Conjugate Gradient (CG)
The CG method is optimal for symmetric positive definite (SPD) systems, which arise from many common PDEs (Poisson, elasticity, heat equation):
// Basic inline usage Solver::CG(poisson).solve();
The CG solver supports several configuration options:
Solver::CG solver(poisson); solver.setMaxIterations(1000); // Maximum number of iterations solver.setRelativeTolerance(1e-10); // Relative convergence threshold solver.printIterations(true); // Print iteration residuals solver.solve();
CG is the recommended solver when:
- The system matrix is symmetric positive definite
- The system is large (100,000+ DOFs)
- You want memory-efficient iterative solving
Newton Solver
For nonlinear problems (e.g. Navier–Stokes with Picard iteration), Rodin provides a Newton solver that wraps a linear solver.

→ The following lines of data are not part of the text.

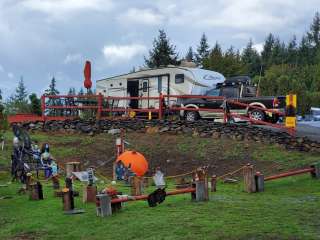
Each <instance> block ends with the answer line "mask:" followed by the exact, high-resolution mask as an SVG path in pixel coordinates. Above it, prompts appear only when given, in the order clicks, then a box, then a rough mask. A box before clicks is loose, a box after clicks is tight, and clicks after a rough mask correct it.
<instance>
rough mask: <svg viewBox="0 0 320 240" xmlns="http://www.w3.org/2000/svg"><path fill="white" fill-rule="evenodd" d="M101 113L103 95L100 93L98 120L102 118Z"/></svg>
mask: <svg viewBox="0 0 320 240" xmlns="http://www.w3.org/2000/svg"><path fill="white" fill-rule="evenodd" d="M101 111H102V94H101V93H99V95H98V110H97V116H96V118H97V119H98V120H99V119H100V118H101Z"/></svg>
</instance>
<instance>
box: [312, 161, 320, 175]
mask: <svg viewBox="0 0 320 240" xmlns="http://www.w3.org/2000/svg"><path fill="white" fill-rule="evenodd" d="M311 167H312V168H313V169H314V171H313V172H311V176H312V177H313V178H316V179H320V163H316V164H313V165H311Z"/></svg>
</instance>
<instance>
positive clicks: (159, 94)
mask: <svg viewBox="0 0 320 240" xmlns="http://www.w3.org/2000/svg"><path fill="white" fill-rule="evenodd" d="M162 103H163V95H162V93H160V94H159V119H162V108H163V106H162Z"/></svg>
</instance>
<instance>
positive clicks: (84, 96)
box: [9, 61, 294, 135]
mask: <svg viewBox="0 0 320 240" xmlns="http://www.w3.org/2000/svg"><path fill="white" fill-rule="evenodd" d="M84 72H85V78H86V80H87V83H88V84H87V85H86V86H87V87H89V86H92V83H91V79H90V77H91V76H90V72H91V67H90V62H89V61H88V62H87V64H86V67H85V71H84ZM50 98H54V99H60V101H59V102H61V104H59V105H47V104H46V102H47V100H48V99H50ZM181 98H192V99H194V98H206V99H212V100H215V99H219V100H221V99H223V100H225V101H226V102H227V103H229V104H233V105H239V106H241V107H245V108H247V109H250V110H252V109H258V110H261V111H265V112H270V113H275V114H278V115H279V116H284V113H282V112H280V111H277V110H273V109H266V108H262V107H258V106H251V105H249V104H244V103H240V102H237V101H234V100H228V99H225V98H224V97H213V96H197V95H163V94H159V96H158V97H110V96H107V97H105V96H103V95H101V94H99V95H53V96H42V97H41V109H42V118H41V120H40V118H39V116H34V115H33V117H32V116H30V115H29V117H28V118H25V117H18V116H14V117H10V119H9V122H10V123H13V122H24V121H48V120H65V119H73V118H75V117H79V116H78V115H76V116H72V115H68V113H69V112H71V111H78V113H79V112H81V111H82V110H92V111H93V112H94V113H95V117H96V119H107V118H110V119H117V118H123V117H122V116H121V115H125V116H126V117H127V118H129V115H130V113H131V112H135V113H153V116H154V115H157V116H158V118H159V119H162V118H163V117H164V113H165V111H167V112H178V111H181V110H186V111H199V110H200V111H207V112H218V113H223V114H224V122H225V123H226V122H227V121H228V119H230V118H232V117H236V118H239V119H243V120H245V121H248V122H251V123H253V124H262V125H267V126H270V127H274V128H278V129H282V130H285V131H287V132H288V133H289V134H292V135H294V131H292V129H287V128H286V127H285V126H284V125H282V124H272V123H269V122H265V121H259V120H254V119H252V118H250V116H244V115H239V114H236V113H229V112H227V111H226V110H223V109H211V108H200V109H196V108H186V107H181V106H178V105H174V104H171V105H170V104H167V105H166V104H165V103H171V102H177V101H178V99H181ZM120 100H128V101H129V100H139V101H144V100H145V101H149V100H158V102H159V104H158V105H159V106H158V108H130V107H118V106H113V104H111V103H112V102H117V101H120ZM52 109H55V110H60V111H59V112H60V113H64V114H63V115H61V116H59V115H55V116H50V114H48V112H50V110H52ZM115 113H117V114H115ZM115 115H117V116H115Z"/></svg>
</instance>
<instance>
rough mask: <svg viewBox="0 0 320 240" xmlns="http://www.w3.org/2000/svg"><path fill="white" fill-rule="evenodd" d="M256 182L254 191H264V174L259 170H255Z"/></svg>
mask: <svg viewBox="0 0 320 240" xmlns="http://www.w3.org/2000/svg"><path fill="white" fill-rule="evenodd" d="M254 178H255V182H256V191H257V192H264V176H263V174H262V173H260V172H256V174H255V176H254Z"/></svg>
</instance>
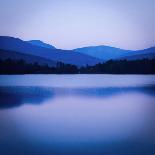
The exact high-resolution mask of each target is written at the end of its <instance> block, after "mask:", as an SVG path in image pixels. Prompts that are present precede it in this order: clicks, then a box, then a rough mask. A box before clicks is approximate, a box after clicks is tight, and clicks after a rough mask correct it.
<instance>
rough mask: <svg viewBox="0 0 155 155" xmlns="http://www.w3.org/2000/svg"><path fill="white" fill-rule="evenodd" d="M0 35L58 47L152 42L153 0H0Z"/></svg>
mask: <svg viewBox="0 0 155 155" xmlns="http://www.w3.org/2000/svg"><path fill="white" fill-rule="evenodd" d="M0 35H1V36H12V37H17V38H21V39H23V40H33V39H35V40H36V39H37V40H42V41H44V42H46V43H49V44H52V45H54V46H55V47H57V48H61V49H74V48H77V47H84V46H97V45H108V46H113V47H119V48H123V49H132V50H137V49H144V48H148V47H152V46H155V0H0Z"/></svg>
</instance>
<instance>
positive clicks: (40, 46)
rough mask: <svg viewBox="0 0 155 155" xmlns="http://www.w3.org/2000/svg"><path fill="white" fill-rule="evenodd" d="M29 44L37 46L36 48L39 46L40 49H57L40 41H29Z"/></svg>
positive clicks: (48, 44)
mask: <svg viewBox="0 0 155 155" xmlns="http://www.w3.org/2000/svg"><path fill="white" fill-rule="evenodd" d="M27 42H28V43H30V44H32V45H35V46H39V47H44V48H49V49H56V48H55V47H54V46H52V45H50V44H46V43H44V42H42V41H40V40H30V41H27Z"/></svg>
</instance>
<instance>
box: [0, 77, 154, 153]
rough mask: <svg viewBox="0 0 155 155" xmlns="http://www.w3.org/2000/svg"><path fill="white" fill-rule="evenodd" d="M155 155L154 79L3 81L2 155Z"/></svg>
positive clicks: (1, 137) (0, 103)
mask: <svg viewBox="0 0 155 155" xmlns="http://www.w3.org/2000/svg"><path fill="white" fill-rule="evenodd" d="M31 154H32V155H87V154H88V155H155V76H154V75H1V76H0V155H31Z"/></svg>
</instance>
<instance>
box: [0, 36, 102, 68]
mask: <svg viewBox="0 0 155 155" xmlns="http://www.w3.org/2000/svg"><path fill="white" fill-rule="evenodd" d="M0 49H3V50H9V51H15V52H19V53H23V54H30V55H34V56H39V57H42V58H45V59H48V60H52V61H55V62H58V61H59V62H63V63H67V64H73V65H77V66H85V65H87V64H88V65H94V64H97V63H99V62H101V60H100V59H97V58H95V57H92V56H89V55H85V54H82V53H76V52H74V51H71V50H60V49H49V48H44V47H39V46H35V45H32V44H31V43H28V42H26V41H23V40H21V39H18V38H13V37H5V36H1V37H0Z"/></svg>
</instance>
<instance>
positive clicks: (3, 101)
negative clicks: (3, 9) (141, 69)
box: [0, 85, 155, 109]
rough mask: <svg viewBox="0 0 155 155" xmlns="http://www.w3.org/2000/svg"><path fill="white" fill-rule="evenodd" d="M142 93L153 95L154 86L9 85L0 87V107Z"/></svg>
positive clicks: (154, 89)
mask: <svg viewBox="0 0 155 155" xmlns="http://www.w3.org/2000/svg"><path fill="white" fill-rule="evenodd" d="M136 92H138V93H143V94H148V95H152V96H154V94H155V86H154V85H151V86H143V87H107V88H51V87H34V86H32V87H26V86H11V87H8V86H7V87H5V86H3V87H0V94H1V95H0V109H5V108H13V107H18V106H21V105H22V104H41V103H45V101H46V100H48V99H50V100H51V99H52V98H54V97H64V96H82V97H101V98H105V97H112V96H115V95H119V94H122V93H123V94H125V93H136Z"/></svg>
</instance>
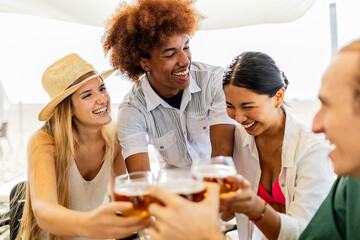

At each Newton step, the Jacobian system is assembled and solved using the chosen linear solver:
#include <Rodin/Solver.h> // Create a linear solver Solver::CG linear(problem); linear.setMaxIterations(500); linear.setRelativeTolerance(1e-10); // Wrap it in a Newton solver Solver::NewtonSolver newton(linear); newton.solve();
The Newton solver is useful for:
- Nonlinear PDEs solved via successive linearization
- Coupled systems with iterative decoupling
- Problems where the bilinear form depends on the solution itself
Usage Patterns
Rodin solvers support two main usage patterns.
Inline Solving
For quick one-shot use, create and invoke the solver in a single expression:
Solver::CG(poisson).solve(); Solver::SparseLU(elasticity).solve();
Configured Solving
When you need to tune parameters, create the solver object first:
Solver::CG solver(poisson); solver.setMaxIterations(500); solver.setRelativeTolerance(1e-12); solver.printIterations(true); solver.solve();
Solver Reuse via solve()
You can also pass a pre-configured solver to the problem:
Solver::CG cg; cg.setMaxIterations(200); cg.setRelativeTolerance(1e-12); cg.printIterations(true); problem.solve(cg);
This pattern is useful when the same solver configuration is applied to multiple problems (e.g. in an optimization loop).
Choosing a Solver
| Criterion | Recommended Solver |
|---|---|
| Small system, any matrix | SparseLU |
| Large symmetric positive definite system | CG |
| Non-symmetric or indefinite system | SparseLU or UMFPack |
| Saddle-point system (Stokes, mixed FEM) | UMFPack |
| Need guaranteed convergence | Direct solver |
| Memory-constrained large system | CG |
| Nonlinear PDE | Newton + any linear solver |
Complete Example
#include <Rodin/Solver.h> #include <Rodin/Geometry.h> #include <Rodin/Variational.h> #include <Rodin/IO/XDMF.h> using namespace Rodin; using namespace Rodin::Geometry; using namespace Rodin::Variational; int main() { Mesh mesh; mesh = mesh.UniformGrid(Polytope::Type::Triangle, {32, 32}); mesh.getConnectivity().compute(1, 2); P1 Vh(mesh); TrialFunction u(Vh); TestFunction v(Vh); Problem poisson(u, v); poisson = Integral(Grad(u), Grad(v)) - Integral(RealFunction(1.0), v) + DirichletBC(u, Zero()); // Solve with CG and print iteration info Solver::CG cg(poisson); cg.setMaxIterations(1000); cg.setRelativeTolerance(1e-10); cg.printIterations(true); cg.solve(); // Export result IO::XDMF xdmf("SolverExample"); xdmf.grid().setMesh(mesh).add("u", u.getSolution()); xdmf.write(); return 0; }
Troubleshooting
- CG does not converge: The matrix may not be SPD. Switch to SparseLU or UMFPack.
- SparseLU runs out of memory: The system is too large for a direct solver. Use CG instead (if SPD) or consider PETSc solvers.
- Solution is incorrect: Check that boundary conditions are applied correctly and that the mesh connectivity is computed before assembling.